Abdoulaye Camara

Personal information
- Full name: Abdoulaye Camara
- Date of birth: 2 January 1980 (age 46)
- Place of birth: Bamako, Mali
- Height: 1.83 m (6 ft 0 in)
- Position: Defender

Senior career*
- Years: Team / Apps / (Gls)
- 1996–1997: Onze Créateurs
- 1998–1999: Koper / 5 / (0)
- 1999–2000: Udinese / 2 / (0)
- 2000–2001: Cercle Brugge / 26 / (2)
- 2001–2002: Castel di Sangro / 8 / (0)
- 2002–2003: La Louvière / 0 / (0)
- 2003–2005: Grenoble / 4 / (0)
- 2007–2008: Thanda Royal Zulu / 0 / (0)
- 2008–2009: FC AK
- 2009–2010: Butcherfille Rovers Durban
- 2010–2013: Échirolles

International career^{‡}
- 1995–1997: Mali U17
- 1999: Mali U20
- 2002–2008: Mali / 9 / (0)

= Abdoulaye Camara (footballer, born 1980) =

Malian international footballer

Abdoulaye Camara (born 2 January 1980) is a Malian former professional footballer who played as a defender.
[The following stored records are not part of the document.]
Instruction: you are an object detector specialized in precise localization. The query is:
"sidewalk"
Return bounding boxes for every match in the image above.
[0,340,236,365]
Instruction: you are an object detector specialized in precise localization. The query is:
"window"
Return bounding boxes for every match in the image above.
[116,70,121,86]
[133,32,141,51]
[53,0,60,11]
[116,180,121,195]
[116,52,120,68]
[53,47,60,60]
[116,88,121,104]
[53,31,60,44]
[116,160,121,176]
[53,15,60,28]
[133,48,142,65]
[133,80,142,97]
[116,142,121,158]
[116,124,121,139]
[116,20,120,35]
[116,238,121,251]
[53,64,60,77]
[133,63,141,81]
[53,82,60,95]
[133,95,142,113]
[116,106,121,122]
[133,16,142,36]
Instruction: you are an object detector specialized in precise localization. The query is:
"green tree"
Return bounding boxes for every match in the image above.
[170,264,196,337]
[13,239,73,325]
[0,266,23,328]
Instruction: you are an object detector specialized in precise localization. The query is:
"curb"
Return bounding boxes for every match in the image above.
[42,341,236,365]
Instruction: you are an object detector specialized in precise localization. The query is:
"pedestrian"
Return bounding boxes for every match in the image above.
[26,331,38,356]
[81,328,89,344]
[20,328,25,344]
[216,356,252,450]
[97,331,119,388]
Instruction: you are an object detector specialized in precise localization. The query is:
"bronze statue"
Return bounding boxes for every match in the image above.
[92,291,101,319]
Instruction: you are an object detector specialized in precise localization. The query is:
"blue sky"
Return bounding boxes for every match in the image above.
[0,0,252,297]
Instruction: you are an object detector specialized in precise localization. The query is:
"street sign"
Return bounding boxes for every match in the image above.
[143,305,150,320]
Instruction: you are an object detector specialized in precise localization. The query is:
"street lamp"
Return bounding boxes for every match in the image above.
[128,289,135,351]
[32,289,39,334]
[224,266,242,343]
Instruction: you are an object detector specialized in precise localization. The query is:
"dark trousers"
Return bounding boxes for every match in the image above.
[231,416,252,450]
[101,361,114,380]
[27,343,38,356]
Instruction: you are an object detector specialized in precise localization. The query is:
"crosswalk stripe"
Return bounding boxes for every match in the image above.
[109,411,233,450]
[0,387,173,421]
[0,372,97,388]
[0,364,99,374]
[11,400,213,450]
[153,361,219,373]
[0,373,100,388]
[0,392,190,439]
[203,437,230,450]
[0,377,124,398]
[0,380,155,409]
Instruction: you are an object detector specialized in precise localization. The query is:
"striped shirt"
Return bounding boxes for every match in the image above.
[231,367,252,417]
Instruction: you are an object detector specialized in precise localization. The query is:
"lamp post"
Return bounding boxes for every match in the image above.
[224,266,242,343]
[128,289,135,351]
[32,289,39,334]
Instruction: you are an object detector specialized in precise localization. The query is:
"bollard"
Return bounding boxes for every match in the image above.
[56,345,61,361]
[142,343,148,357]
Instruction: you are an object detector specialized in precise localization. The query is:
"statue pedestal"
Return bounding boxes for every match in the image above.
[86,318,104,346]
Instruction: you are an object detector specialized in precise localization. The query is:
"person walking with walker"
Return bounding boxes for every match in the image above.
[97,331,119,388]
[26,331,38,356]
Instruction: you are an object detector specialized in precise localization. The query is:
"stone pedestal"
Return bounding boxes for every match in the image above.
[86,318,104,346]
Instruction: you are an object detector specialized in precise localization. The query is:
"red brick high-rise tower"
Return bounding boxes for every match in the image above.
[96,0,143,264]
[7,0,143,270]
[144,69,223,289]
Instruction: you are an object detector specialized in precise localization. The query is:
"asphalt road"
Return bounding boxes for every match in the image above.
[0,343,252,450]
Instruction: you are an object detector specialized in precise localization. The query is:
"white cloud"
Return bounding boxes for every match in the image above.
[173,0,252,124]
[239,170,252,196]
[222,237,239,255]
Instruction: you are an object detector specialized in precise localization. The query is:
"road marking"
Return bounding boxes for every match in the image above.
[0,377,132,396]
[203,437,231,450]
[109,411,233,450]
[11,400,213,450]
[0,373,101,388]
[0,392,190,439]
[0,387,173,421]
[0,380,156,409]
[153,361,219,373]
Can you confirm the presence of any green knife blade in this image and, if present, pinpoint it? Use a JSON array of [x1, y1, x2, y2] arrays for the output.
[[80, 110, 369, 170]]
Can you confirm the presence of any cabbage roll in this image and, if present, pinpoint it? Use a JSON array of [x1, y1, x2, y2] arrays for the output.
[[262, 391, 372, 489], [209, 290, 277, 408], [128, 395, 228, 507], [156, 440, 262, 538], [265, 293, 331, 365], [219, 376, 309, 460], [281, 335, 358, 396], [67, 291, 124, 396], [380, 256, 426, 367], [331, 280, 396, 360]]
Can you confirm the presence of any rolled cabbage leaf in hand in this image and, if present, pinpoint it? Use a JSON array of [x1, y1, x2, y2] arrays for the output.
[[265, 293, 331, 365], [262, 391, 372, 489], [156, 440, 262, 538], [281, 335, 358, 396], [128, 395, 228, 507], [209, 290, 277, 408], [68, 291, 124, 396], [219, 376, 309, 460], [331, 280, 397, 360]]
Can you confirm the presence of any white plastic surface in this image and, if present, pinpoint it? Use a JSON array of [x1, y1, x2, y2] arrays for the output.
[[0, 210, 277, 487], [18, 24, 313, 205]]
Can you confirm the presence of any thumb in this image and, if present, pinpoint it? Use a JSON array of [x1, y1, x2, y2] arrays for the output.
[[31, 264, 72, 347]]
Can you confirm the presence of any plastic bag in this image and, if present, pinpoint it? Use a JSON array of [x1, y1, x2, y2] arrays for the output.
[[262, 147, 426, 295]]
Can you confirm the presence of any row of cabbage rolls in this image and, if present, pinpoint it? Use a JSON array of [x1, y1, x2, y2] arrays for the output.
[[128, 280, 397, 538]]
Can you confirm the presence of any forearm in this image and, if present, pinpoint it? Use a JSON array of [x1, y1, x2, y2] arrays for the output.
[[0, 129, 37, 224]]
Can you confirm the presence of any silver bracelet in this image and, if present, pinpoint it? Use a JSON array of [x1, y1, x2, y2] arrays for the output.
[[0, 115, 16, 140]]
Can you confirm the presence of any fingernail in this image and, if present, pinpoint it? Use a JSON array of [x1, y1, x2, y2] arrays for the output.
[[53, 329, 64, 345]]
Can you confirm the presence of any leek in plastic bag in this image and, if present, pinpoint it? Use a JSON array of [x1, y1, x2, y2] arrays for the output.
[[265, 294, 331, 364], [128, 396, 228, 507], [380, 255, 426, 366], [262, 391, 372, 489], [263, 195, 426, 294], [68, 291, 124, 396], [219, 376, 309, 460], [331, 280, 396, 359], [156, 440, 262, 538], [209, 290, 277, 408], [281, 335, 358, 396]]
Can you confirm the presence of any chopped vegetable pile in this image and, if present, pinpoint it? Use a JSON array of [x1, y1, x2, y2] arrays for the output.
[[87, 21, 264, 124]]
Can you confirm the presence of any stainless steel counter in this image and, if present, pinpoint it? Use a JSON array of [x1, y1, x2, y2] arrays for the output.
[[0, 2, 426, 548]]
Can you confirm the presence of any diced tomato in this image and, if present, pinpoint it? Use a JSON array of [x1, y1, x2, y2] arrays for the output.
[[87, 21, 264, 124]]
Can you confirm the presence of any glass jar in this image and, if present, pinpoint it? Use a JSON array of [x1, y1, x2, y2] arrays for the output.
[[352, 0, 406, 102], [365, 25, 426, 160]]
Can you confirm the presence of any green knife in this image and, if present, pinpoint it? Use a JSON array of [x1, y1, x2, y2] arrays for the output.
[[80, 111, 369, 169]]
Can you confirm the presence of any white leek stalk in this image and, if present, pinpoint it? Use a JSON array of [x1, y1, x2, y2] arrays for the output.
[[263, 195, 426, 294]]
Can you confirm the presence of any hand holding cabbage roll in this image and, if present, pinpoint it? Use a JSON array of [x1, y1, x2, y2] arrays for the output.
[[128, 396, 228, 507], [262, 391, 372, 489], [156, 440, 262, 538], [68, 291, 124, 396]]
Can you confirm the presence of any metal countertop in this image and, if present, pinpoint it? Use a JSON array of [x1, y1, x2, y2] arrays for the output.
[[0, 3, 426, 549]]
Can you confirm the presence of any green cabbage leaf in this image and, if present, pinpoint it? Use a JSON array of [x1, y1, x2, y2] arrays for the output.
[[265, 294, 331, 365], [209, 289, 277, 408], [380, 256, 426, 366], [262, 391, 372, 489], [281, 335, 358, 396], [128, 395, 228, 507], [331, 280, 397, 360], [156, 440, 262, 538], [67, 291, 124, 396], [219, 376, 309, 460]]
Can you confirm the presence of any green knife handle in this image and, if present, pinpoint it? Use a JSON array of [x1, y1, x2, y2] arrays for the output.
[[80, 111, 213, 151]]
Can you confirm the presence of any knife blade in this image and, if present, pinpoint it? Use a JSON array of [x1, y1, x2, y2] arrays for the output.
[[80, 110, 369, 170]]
He made 9 appearances for the Mali national team from 2002 to 2008.

==Club career==
After initially playing with Onze Créateurs de Niaréla in Mali, he joined Slovenian club FC Koper in 1997. After one season he moved to Italy to play with Udinese Calcio in the Serie A. After two seasons he moved to Belgium signing with Cercle Brugge, but after at the end of the season he returned to Italy to play with Castel di Sangro Calcio. In 2002, La Louvière brought him for one season, and in summer 2003 he signed with Ligue 2 club Grenoble. By 2007 he was in South Africa playing with top league Thanda Royal Zulu. In 2008, he moved to FC AK before joining Butcherfille Rovers Durban in 2009.

==International career==
Since 1998 he has been called to represent the Mali national team having 9 caps since his debut in 2002. He had represented Mali at youth levels first at 1995 FIFA U-17 World Championship, and next in 1997 FIFA U-17 World Championship held in Egypt, where they reached the quarter-finals. He also participated in the FIFA Under-20 World Cup held in Nigeria, where they reach the third place.